The dataset contains various features related to exoplanet candidates, such as their orbital period, radius, temperature, and other stellar properties.

### Description of Columns

- **koi_disposition**: The final classification of the candidate, which can be CONFIRMED, FALSE POSITIVE, or CANDIDATE.
- **koi_period**: Orbital period of the candidate (in days).
- **koi_period_err1 / koi_period_err2**: Upper and lower uncertainty in the orbital period.
- **koi_time0bk**: Time corresponding to the center of the first detected transit.
- **koi_time0bk_err1 / koi_time0bk_err2**: Upper and lower uncertainty in the transit epoch.
- **koi_impact**: Impact parameter, representing the sky-projected distance between the center of the stellar disc and the center of the planet disc at conjunction.
- **koi_impact_err1 / koi_impact_err2**: Upper and lower uncertainty in the impact parameter.
- **koi_duration**: Duration of the observed transits (in hours).
- **koi_duration_err1 / koi_duration_err2**: Upper and lower uncertainty in the transit duration.
- **koi_depth**: Transit depth, representing the fraction of stellar flux lost at the minimum of the planetary transit.
- **koi_depth_err1 / koi_depth_err2**: Upper and lower uncertainty in the transit depth.
- **koi_prad**: Planetary radius (in Earth radii).
- **koi_prad_err1 / koi_prad_err2**: Upper and lower uncertainty in the planetary radius.
- **koi_teq**: Estimated equilibrium temperature of the planet (in Kelvin).
- **koi_insol**: Insolation flux received by the planet, relative to Earth.
- **koi_insol_err1 / koi_insol_err2**: Upper and lower uncertainty in the insolation flux.
- **koi_model_snr**: Signal-to-noise ratio of the transit.
- **koi_tce_plnt_num**: Number of planets identified in the system.
- **koi_steff**: Stellar effective temperature (in Kelvin).
- **koi_steff_err1 / koi_steff_err2**: Upper and lower uncertainty in the stellar effective temperature.
- **koi_slogg**: Stellar surface gravity (logarithm, in cm/s²).
- **koi_slogg_err1 / koi_slogg_err2**: Upper and lower uncertainty in the stellar surface gravity.
- **koi_srad**: Stellar radius (in solar radii).
- **koi_srad_err1 / koi_srad_err2**: Upper and lower uncertainty in the stellar radius.
- **ra**: Right ascension of the target star (in degrees).
- **dec**: Declination of the target star (in degrees).
- **deg_sc**: Sky coordinate.
- **koi_kepmag**: Kepler magnitude of the target star.

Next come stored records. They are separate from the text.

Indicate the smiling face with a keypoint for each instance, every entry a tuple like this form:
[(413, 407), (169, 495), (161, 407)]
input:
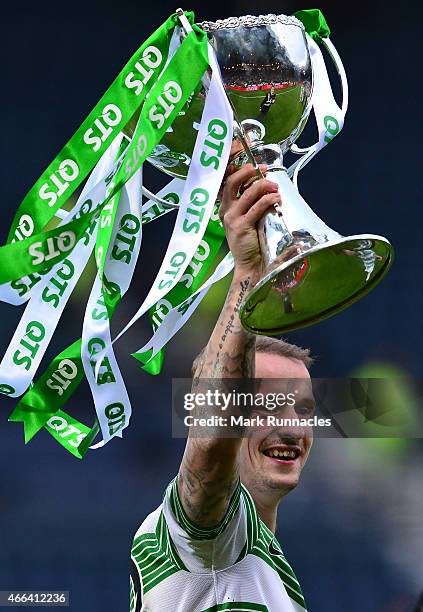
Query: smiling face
[(272, 457)]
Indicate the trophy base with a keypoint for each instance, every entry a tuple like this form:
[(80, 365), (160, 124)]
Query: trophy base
[(316, 284)]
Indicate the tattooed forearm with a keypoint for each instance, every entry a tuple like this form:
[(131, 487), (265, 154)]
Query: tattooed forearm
[(209, 471), (231, 350)]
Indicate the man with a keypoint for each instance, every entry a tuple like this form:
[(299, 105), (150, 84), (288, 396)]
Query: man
[(210, 546)]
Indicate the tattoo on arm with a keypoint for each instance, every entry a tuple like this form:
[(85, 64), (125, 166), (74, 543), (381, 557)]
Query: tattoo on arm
[(209, 471)]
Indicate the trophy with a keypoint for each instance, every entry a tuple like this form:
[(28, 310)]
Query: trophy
[(309, 271)]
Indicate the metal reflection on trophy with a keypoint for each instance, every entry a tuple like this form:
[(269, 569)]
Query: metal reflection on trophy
[(310, 272)]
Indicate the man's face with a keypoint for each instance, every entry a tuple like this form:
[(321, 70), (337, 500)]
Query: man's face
[(272, 457)]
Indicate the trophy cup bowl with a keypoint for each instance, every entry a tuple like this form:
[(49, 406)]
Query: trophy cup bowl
[(309, 271)]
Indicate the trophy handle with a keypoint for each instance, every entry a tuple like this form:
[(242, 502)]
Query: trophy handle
[(334, 55)]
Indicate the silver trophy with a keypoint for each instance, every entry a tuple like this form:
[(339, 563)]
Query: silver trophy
[(310, 272)]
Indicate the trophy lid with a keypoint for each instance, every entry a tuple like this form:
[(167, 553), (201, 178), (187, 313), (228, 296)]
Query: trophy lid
[(249, 21)]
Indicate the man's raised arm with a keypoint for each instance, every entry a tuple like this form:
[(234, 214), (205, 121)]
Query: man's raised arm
[(209, 471)]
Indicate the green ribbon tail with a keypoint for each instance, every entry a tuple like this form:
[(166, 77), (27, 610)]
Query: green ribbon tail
[(32, 420), (150, 365), (315, 23)]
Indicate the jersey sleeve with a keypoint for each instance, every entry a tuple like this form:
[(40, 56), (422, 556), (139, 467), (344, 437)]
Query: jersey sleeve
[(201, 549)]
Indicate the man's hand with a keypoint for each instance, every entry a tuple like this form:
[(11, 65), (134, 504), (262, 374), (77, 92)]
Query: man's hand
[(240, 216), (210, 467)]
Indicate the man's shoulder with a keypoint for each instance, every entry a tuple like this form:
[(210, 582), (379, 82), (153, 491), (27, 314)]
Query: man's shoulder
[(149, 524)]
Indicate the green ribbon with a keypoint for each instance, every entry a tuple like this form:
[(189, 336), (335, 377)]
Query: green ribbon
[(315, 23), (214, 237), (36, 204), (41, 403)]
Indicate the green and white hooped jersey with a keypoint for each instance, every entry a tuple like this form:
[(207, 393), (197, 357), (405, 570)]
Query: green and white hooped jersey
[(237, 566)]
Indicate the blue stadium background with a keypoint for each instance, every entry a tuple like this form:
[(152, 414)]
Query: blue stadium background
[(353, 529)]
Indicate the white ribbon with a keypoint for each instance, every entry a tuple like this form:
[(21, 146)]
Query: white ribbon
[(329, 116), (50, 296), (111, 400), (94, 190), (201, 179), (176, 318)]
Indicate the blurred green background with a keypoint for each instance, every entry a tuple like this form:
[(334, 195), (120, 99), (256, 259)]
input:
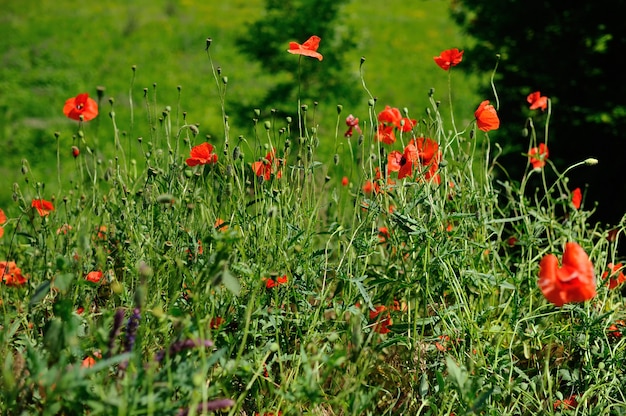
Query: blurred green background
[(53, 50)]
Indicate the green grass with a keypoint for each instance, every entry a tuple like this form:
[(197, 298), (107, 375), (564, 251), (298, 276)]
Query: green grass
[(53, 50), (183, 314)]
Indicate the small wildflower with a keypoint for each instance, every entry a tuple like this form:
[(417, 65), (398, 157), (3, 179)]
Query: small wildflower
[(536, 100), (577, 198), (94, 276), (3, 220), (486, 117), (270, 283), (574, 281), (449, 58), (42, 206), (352, 123), (201, 154), (538, 156), (81, 107), (308, 48)]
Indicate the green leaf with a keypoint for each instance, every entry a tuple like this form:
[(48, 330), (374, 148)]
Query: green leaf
[(231, 282), (40, 293)]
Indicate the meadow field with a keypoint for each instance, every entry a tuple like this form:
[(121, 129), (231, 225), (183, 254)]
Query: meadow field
[(158, 258)]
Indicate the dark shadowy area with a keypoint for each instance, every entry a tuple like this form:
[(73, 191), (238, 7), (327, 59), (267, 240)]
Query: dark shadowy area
[(571, 52)]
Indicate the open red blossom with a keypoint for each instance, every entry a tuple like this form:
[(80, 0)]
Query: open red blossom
[(308, 48), (268, 166), (42, 206), (10, 274), (449, 58), (577, 198), (201, 154), (574, 281), (615, 275), (385, 134), (81, 105), (94, 276), (374, 185), (352, 123), (538, 156), (390, 115), (537, 101), (486, 117), (3, 219), (280, 280)]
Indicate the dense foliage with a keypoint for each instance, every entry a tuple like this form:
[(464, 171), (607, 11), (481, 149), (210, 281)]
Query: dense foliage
[(568, 51)]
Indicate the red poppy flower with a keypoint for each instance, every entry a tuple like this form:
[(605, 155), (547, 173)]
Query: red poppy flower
[(385, 134), (352, 123), (538, 156), (383, 234), (42, 206), (88, 362), (486, 117), (616, 276), (308, 48), (81, 105), (3, 219), (574, 281), (577, 197), (201, 154), (220, 225), (216, 322), (537, 101), (390, 115), (382, 324), (10, 274), (449, 58), (270, 283), (94, 277), (267, 166)]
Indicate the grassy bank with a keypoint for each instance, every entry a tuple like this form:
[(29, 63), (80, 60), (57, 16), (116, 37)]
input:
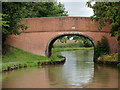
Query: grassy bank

## 1) Identifying the Target Variable

The target variable for our model is `koi_disposition`, which indicates whether an exoplanet candidate is CONFIRMED, FALSE POSITIVE, or still a CANDIDATE. For our purposes, we will focus on classifying the candidates as either CONFIRMED, FALSE POSITIVE, or CANDIDATE to fully capture the disposition of each exoplanet candidate.